While we were on the subject, I challenged Channon on his use of the expression "council tax dodgers".  His reply was similarly glib...
"Dictionary definition for ‘dodger’: one who persistently evades a responsibility, such as tax dodger, draft dodger. If someone doesn’t pay a council tax, which is a responsibility, doesn’t that make them a dodger?"
The word "dodger" implies deliberate, premeditated (and persistent) evasion, which in my case is entirely correct since I do not feel any obligation to pay our idle parasites hard-working public servants. But in the case of so many (in the face of recent reforms) it is simply untrue. Not everyone is on a PAYE contract and not everyone is capable of managing Direct Debits - and cannot necessarily pay when the schedule says they must.

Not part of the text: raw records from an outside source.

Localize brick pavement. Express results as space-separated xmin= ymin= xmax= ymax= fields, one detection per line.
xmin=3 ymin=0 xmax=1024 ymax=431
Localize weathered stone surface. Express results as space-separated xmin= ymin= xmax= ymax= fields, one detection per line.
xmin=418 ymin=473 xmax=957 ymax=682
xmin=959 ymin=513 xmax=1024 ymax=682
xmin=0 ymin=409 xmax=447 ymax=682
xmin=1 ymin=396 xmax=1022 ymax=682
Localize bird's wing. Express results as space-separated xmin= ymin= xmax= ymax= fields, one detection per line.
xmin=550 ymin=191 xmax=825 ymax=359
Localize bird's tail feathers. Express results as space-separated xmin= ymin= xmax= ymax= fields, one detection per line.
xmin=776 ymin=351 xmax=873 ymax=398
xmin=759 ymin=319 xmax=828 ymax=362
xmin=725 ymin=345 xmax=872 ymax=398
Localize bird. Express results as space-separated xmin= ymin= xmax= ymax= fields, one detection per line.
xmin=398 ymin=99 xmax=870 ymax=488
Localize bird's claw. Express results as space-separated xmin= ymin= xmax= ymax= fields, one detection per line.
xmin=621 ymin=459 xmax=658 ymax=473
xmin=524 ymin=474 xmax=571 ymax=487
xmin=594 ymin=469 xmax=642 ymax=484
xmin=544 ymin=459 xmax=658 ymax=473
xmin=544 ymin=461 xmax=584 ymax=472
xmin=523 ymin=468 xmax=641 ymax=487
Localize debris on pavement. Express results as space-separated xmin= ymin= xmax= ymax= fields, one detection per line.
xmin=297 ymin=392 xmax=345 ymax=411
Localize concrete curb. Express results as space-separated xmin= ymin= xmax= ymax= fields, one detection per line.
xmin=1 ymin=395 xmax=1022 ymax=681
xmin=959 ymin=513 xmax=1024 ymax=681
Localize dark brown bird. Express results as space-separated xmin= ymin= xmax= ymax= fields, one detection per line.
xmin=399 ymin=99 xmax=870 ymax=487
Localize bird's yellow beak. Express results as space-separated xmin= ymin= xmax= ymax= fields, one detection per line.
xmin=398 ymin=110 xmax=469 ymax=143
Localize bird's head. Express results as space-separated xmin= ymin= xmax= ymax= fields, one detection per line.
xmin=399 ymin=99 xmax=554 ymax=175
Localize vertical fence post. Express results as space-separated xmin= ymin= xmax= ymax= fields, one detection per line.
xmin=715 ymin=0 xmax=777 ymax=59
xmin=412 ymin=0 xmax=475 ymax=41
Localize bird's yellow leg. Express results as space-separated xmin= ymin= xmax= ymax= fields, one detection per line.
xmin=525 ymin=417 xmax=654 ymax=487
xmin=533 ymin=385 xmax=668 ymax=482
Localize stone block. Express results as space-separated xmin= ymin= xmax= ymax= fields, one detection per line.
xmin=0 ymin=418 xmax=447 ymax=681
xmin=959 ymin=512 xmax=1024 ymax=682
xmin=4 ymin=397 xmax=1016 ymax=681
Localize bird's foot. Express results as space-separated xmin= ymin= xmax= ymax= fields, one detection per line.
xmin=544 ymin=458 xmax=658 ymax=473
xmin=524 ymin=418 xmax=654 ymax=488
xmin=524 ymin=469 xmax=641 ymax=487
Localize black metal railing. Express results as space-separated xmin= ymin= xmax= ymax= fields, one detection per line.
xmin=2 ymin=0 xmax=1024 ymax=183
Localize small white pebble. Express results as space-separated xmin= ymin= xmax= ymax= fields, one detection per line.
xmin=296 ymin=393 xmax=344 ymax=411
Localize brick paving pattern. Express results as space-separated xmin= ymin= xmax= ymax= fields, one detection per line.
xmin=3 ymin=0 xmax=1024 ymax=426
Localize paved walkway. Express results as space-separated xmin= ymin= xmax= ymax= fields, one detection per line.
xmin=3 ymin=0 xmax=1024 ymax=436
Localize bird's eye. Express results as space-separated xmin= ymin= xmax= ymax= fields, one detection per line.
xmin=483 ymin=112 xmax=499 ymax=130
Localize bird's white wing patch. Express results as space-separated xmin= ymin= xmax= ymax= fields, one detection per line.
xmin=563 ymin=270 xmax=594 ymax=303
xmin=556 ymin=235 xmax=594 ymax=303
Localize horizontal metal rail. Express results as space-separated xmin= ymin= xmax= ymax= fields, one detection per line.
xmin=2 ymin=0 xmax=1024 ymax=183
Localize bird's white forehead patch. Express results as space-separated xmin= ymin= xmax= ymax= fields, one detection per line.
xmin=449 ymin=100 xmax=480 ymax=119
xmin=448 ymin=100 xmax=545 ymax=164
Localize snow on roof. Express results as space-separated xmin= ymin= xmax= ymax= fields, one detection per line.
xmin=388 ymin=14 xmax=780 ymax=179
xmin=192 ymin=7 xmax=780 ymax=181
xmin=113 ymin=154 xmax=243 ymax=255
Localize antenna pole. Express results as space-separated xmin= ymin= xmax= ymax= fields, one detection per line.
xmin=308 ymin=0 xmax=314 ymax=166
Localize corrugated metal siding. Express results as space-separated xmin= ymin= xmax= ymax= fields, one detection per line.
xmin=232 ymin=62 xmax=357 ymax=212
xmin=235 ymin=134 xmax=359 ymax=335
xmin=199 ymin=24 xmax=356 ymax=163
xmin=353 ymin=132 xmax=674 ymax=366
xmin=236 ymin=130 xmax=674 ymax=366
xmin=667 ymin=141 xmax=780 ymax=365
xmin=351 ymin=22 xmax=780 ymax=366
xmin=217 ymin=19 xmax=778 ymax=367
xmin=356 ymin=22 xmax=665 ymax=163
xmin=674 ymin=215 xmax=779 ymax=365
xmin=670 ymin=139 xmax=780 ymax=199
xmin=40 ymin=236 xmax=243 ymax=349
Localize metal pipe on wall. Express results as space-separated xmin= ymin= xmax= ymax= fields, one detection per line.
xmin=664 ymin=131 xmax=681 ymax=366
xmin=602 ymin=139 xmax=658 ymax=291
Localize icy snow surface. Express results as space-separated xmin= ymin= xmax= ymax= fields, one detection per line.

Further to this, councils have been passing on council tax "debt" to bailiffs as early as July for a first offence. Hardly persistent evasion. Their boilerplate corporate response is that they employ bailiffs "only as a last resort", which, as we know, is a fat lie. Our council's rapacious greed knows no boundaries.

Channon has used the word "dodger" as shorthand for council tax payers in arrears, and in so doing insults a great many of his readers who are simply struggling to pay. Such language makes The Echo appear to be the mouthpiece of our greedy councils. It is an ugly practice and it is lazy, especially if you have done any investigation into council tax enforcement and the unlawful behaviour of bailiffs. For a long time now, councils have been upholding fees for phantom visits while the police turn a blind eye, calling it a "civil matter". The very reason this blog exists.

I have previously remarked on how our local media has become an "Uncle Tom" to local government.  Now it seems the relationship is becoming official.  Newsquest, the parent company of The Echo is moving to sack a number of its editorial staff. It seems they are no longer needed now that the police are posting directly to local news websites.

Amanda Brodie, chairman of the CIOJ’s Professional Practices Board, described the practice as "wholly unacceptable". In a statement she said: “It is not the job of newspapers to be a mouthpiece for the police or any other body – their job is to hold them to account, not cosy up to them in this way. Channon by his negligence doesn't seem to think so.

Sealing the deal, we learn from Press Gazette that the Crewe Chronicle (Trinity Mirror) is considering sharing offices with the local council. Cheshire East council leader Michael Jones said: "I'm very happy to offer to the Crewe Chronicle team that - if they do want to be based somewhere we can find a place for them in the municipal buildings. We have got a radio station in there - I'm sure we can find space for them in there. We need our local paper to be vibrant and strong."

I'm sure they do, but for what purpose? Since one is the mouthpiece of the other, why not cut out the middle man? There has been much debate in recent years over the future of local media. The narrative is that they are dying and struggling to compete. For me, that day cannot come soon enough - when our lazy, privileged and wilfully ignorant local media withers on the vine, so that properly independent and honest players can enter the market.

This is, oddly, why I am not all that concerned by Leveson press-regulation.  It will not stop us from getting the truth from our media, since the media don't much care for the truth anyway. For that, we have fearless bloggers, and people like you who are willing to read them. If the legacy media wishes to regulate itself into oblivion, why on earth should we care?